I admit, the following two benchmarks are almost irrelevant for anyone buying a Xeon E5 based machine. But still, we have to quench our curiosity: how much have the new cores been improved? There is a lot that can be said about the sophisticated "uncore" improvements (cache coherency policies, low latency rings, and so on) that allow this multi-core monster to scale, but at the end of the day, good performance starts with a good core. And since we have listed the many subtle core improvements, we could not resist the opportunity to see how each core compares.

The results aren't totally meaningless either, as the profile of a compression algorithm is somewhat similar to many server workloads: it can be hard to extract instruction level parallelism (ILP) and it's sensitive to memory parallelism and latency. The instruction mix is a bit different, but it's still somewhat similar to many server workloads. And as one more reason to test performance in this manner, the 7-zip source code is available under the GNU LGPL license. That allows us to recompile the source code on every machine with the -O2 optimization with gcc 4.8.1.
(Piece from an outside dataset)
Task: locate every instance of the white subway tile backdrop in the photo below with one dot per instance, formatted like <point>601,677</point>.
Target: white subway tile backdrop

Single Threaded LZMA Compression

It looks more boring than it is. First of all, judging by the reactions on forums, many people expected that an 18-core E5-2699 v3 at 2.3GHz would be slower than a 3.2GHz Xeon E5-2667 v3. However you actually can have it all. The Xeon E5-2699 v3 and 2695 v3 boost their clock speed to no less than 3.6GHz when only one or two cores are active. The Xeon E5-2667 v3's maximum Turbo Boost is also the same 3.6GHz, so when only a few threads are active, the Xeon E5-2667 v3 has no clock advantage over the "mega/expensive SKUs" other than the fact that the clock speed will not drop lower than 3.2GHz if all cores are running at full bore.

Despite the fact that the Xeon E5-2690 core has lower IPC, it is able to keep up as it can boost the standard clock speed from 2.9 to 3.8GHz. As it is very hard to extract more IPC out of this kind of code, the extra 200MHz is enough to keep up.
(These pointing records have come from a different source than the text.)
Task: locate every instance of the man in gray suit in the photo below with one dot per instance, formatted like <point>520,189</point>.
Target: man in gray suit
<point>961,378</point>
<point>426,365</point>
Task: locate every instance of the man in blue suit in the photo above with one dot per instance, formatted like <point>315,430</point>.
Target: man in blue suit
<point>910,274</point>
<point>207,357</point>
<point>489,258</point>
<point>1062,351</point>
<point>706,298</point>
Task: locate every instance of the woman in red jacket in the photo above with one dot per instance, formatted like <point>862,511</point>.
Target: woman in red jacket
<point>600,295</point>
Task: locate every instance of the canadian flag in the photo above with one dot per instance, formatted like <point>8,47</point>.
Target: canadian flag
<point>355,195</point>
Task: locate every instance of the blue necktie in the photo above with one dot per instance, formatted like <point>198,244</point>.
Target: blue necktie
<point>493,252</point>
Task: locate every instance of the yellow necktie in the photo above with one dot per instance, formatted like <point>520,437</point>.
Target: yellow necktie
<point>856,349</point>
Let's see how the chips compare in decompression. Decompression is an even lower IPC (Instructions Per Clock) workload, as it is very branch intensive and depends on the latencies of the multiply and shift instructions.
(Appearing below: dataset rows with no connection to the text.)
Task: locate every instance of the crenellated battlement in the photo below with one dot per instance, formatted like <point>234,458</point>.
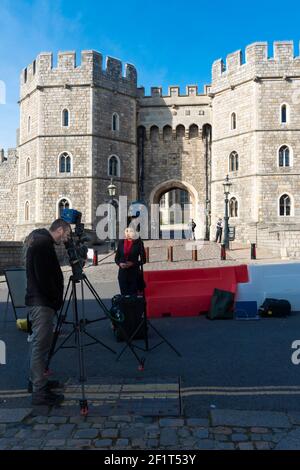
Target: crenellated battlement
<point>41,72</point>
<point>257,64</point>
<point>8,156</point>
<point>173,91</point>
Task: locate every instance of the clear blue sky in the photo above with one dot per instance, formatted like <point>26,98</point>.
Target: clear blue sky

Single threaded LZMA decompression

The older Xeon E5 takes the lead as decompression runs at very low IPC and is mostly depended on clock speed and low latency accesses. The new Xeon E5 v3 has slightly higher latency in both L3 cache and memory, so it falls behind.

What makes this benchmark interesting is that it proves that Turbo Boost works very well, even on an 18-core chip with a massive die. This is a big bonus, as especially in situations where you are setting up/preparing a system to be productive, it is very likely that you will be waiting for some single-threaded application to end. It also means that if one heavy request hits the server while it is running at very low load, the response time of the request will be low, keeping the impatient users happy.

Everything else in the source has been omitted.